The massive open area beneath
the bridge (which is now man-made) forms the
"window" where one can look
through to the ocean. Several years ago, this
man-made steel-reinforced
concrete bridge was moved 8 ft. to the west during
a hurricane, and on the
day previous to our visit, it had been closed as
waves crashed over the top
of it and threatened any traffic trying to cross
it. Although they had
subsided, the waves were still spectacular, and after
a terrific birthday
lunch with Loretta and Jack, we managed to get
completely soaked by a 30 ft
wall of spume as we endeavored to get even more
dramatic pictures.
By
the time we got back to the boat that afternoon, news of the grounding of
S/V Rule 62 was circulating in the cruising newsgroups, and horrifically, of
the loss of a crew member from Atlanta, Laura Zekoll. The other three crew
miraculously managed to survive the ocean rage and the reef intact, and made
it to a beach where they were rescued and flown to a hospital. As small
details of the wreck were posted, I was mentally and emotionally transported
back to our own near disaster nearly 4 years ago.
When a tragedy like
this happens to a fellow cruiser, we are all reminded
once again of our
lives at sea, living on the edge.
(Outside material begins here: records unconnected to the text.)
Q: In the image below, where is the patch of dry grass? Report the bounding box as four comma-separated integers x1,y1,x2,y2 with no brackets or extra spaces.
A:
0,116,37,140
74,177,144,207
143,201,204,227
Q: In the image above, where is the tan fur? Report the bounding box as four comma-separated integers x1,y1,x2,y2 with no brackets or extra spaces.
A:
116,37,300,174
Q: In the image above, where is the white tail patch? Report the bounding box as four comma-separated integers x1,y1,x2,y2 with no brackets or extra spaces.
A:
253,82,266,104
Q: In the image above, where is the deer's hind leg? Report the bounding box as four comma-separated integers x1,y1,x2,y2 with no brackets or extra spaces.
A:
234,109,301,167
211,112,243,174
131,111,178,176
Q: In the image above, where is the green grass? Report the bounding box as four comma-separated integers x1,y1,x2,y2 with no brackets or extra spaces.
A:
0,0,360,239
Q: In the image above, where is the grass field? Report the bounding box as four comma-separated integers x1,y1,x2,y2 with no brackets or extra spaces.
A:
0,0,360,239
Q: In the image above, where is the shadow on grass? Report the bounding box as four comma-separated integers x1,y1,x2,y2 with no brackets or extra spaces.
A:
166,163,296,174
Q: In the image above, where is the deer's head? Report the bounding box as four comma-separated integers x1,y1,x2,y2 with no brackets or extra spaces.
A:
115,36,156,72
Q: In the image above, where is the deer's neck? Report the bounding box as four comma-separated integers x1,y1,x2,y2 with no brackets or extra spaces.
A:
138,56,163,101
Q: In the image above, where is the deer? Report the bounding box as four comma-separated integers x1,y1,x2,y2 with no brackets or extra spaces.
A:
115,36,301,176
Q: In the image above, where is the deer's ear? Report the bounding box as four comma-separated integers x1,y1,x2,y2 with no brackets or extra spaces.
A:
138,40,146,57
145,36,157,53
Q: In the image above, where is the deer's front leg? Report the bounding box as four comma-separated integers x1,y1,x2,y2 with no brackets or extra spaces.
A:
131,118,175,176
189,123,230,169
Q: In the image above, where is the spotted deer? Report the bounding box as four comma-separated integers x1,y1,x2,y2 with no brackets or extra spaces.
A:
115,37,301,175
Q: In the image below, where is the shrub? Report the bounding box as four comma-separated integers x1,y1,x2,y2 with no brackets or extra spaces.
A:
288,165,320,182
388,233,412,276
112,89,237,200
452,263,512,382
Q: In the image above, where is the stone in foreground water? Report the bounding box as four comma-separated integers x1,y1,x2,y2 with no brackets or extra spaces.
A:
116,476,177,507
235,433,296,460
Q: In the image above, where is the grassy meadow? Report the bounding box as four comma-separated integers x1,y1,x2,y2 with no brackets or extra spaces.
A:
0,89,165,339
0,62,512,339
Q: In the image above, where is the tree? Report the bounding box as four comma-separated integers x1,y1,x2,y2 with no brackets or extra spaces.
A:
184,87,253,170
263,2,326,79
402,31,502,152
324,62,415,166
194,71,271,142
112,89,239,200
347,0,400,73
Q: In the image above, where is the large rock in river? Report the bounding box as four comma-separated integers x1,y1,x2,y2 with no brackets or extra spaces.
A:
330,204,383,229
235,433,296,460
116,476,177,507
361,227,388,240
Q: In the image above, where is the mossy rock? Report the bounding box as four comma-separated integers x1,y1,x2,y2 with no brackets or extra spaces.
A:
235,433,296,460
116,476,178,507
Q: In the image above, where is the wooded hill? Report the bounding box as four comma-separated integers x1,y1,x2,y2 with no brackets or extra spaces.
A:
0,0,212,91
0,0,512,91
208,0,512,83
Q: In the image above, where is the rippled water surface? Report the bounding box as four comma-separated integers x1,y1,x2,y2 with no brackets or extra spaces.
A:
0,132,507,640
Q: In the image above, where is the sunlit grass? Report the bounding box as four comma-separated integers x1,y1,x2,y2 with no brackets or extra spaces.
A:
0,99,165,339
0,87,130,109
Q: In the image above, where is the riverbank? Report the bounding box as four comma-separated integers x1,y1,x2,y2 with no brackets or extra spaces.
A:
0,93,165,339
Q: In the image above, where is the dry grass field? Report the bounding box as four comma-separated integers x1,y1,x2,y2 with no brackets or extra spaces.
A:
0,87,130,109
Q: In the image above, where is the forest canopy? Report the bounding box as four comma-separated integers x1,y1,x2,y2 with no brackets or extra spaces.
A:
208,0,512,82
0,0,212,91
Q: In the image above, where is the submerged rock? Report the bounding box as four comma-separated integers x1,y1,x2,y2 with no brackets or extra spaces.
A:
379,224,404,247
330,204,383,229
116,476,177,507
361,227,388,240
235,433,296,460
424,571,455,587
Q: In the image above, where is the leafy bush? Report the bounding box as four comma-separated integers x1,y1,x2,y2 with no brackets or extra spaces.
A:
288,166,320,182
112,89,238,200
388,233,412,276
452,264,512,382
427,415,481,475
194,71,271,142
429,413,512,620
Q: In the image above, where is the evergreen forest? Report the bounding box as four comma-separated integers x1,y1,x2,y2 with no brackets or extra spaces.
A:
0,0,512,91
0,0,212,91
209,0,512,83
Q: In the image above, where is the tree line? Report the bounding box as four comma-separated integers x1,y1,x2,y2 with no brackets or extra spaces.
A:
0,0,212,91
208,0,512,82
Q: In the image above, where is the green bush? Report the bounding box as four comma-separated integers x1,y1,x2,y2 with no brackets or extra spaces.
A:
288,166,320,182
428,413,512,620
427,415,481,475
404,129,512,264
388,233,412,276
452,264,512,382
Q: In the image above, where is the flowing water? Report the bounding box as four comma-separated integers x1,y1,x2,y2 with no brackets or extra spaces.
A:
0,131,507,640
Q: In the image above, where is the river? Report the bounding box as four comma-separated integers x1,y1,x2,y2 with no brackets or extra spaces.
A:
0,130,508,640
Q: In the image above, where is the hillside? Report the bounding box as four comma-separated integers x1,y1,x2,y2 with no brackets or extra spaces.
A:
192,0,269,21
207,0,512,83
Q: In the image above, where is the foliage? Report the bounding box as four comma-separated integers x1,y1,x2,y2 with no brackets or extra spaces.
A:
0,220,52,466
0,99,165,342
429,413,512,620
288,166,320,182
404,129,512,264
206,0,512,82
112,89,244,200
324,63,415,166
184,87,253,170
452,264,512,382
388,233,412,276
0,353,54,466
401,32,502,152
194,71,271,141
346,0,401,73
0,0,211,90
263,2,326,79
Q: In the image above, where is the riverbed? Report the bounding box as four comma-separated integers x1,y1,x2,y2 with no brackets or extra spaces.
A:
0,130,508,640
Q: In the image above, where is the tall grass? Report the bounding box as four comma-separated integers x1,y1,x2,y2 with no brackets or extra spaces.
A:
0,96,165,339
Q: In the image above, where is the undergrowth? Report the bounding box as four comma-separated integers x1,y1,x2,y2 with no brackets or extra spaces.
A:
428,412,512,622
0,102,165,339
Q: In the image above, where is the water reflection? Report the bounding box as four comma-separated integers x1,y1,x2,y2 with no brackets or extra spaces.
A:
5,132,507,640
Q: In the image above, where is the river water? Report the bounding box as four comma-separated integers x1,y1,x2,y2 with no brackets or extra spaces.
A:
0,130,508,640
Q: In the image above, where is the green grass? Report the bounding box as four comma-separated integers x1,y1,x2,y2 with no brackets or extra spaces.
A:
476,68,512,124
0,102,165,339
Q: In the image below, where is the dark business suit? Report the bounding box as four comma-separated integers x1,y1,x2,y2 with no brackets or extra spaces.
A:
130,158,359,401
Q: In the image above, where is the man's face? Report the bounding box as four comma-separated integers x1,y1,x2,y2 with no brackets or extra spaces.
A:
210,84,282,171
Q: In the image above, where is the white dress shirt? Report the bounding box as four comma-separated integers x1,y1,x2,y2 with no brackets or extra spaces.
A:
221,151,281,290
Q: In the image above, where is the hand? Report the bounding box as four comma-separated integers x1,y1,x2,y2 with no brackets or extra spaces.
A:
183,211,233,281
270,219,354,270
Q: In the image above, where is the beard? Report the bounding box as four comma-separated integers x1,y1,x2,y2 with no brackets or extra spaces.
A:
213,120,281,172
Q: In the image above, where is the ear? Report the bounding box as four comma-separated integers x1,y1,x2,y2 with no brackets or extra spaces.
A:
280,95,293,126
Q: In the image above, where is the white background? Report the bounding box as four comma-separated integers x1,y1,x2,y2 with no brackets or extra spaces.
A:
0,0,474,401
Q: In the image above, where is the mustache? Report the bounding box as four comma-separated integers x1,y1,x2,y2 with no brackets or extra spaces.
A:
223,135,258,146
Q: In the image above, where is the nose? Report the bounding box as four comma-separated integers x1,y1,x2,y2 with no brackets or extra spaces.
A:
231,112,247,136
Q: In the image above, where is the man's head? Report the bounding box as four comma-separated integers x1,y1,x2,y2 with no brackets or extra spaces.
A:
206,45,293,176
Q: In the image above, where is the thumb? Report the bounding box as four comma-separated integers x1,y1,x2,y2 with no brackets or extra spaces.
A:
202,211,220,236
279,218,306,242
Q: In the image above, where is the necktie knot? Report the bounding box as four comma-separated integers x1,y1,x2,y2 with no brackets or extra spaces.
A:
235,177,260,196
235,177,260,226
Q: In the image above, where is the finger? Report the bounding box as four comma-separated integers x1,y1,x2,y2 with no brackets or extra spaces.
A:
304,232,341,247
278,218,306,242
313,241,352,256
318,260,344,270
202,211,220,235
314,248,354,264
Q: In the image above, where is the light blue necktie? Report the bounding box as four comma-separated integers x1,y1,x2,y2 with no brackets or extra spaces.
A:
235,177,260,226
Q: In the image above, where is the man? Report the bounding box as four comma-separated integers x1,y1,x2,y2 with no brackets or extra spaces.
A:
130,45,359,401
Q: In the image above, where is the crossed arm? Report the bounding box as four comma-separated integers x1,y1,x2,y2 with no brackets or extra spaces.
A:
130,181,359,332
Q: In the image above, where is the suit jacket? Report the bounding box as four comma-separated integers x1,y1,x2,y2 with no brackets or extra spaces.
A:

It doesn't have to be a
profoundly
dangerous lifestyle if you are cruising on small hops from port
to port,
with reliable weather information and a very conservative approach
to
passages. But most cruisers want to make the larger jumps - the several
hundred mile (and more) trips occasionally, in order to get from A to B,
even if we're not crossing the Atlantic or doing a circumnavigation. We can
get the best weather forecasts all day long; there can still be surprises we
simply can't foresee or avoid. How we react to those unexpected surprises,
which may be life threatening at the time, make all the difference to the
outcome. I know from experience how easy it is to make a bad decision based
on fatigue, or ignorance, or because you're incapacitated with seasickness,
or all three. And then sometimes, but rarely, there just isn't anything you
can do but hang on, hope and pray.
Rest In Peace, Laura.
This
afternoon, we're making one of those larger hops of 120 miles, which
will
mean an overnight sail for us, so I must get this log out and shift
into my
pre-passage mode of thinking and doing. I want to bake some bread
before we
leave, double check that everything on deck is tied down, latch
all the
cabinets.
I'll try to fill in the trips we made after Spanish Wells over
the next week
or so, and the wonderful people we met along the way who
invited us into
their home, cooked us a feast, and reinforced that there are
many who still
commit random acts of kindness.
Here are the pictures during the long, long
walk to Preacher's Cave and the Beach:
And here are the pictures from the
trip to the Glass Window:
I hope this finds you happy, healthy, and
enjoying the Holiday excitement.
Love, Lydia
S/V Flying Pig
Morgan
46 #2
"The only way to live is to have a dream green and growing in your life
- anything else is just existing and is a waste of breath."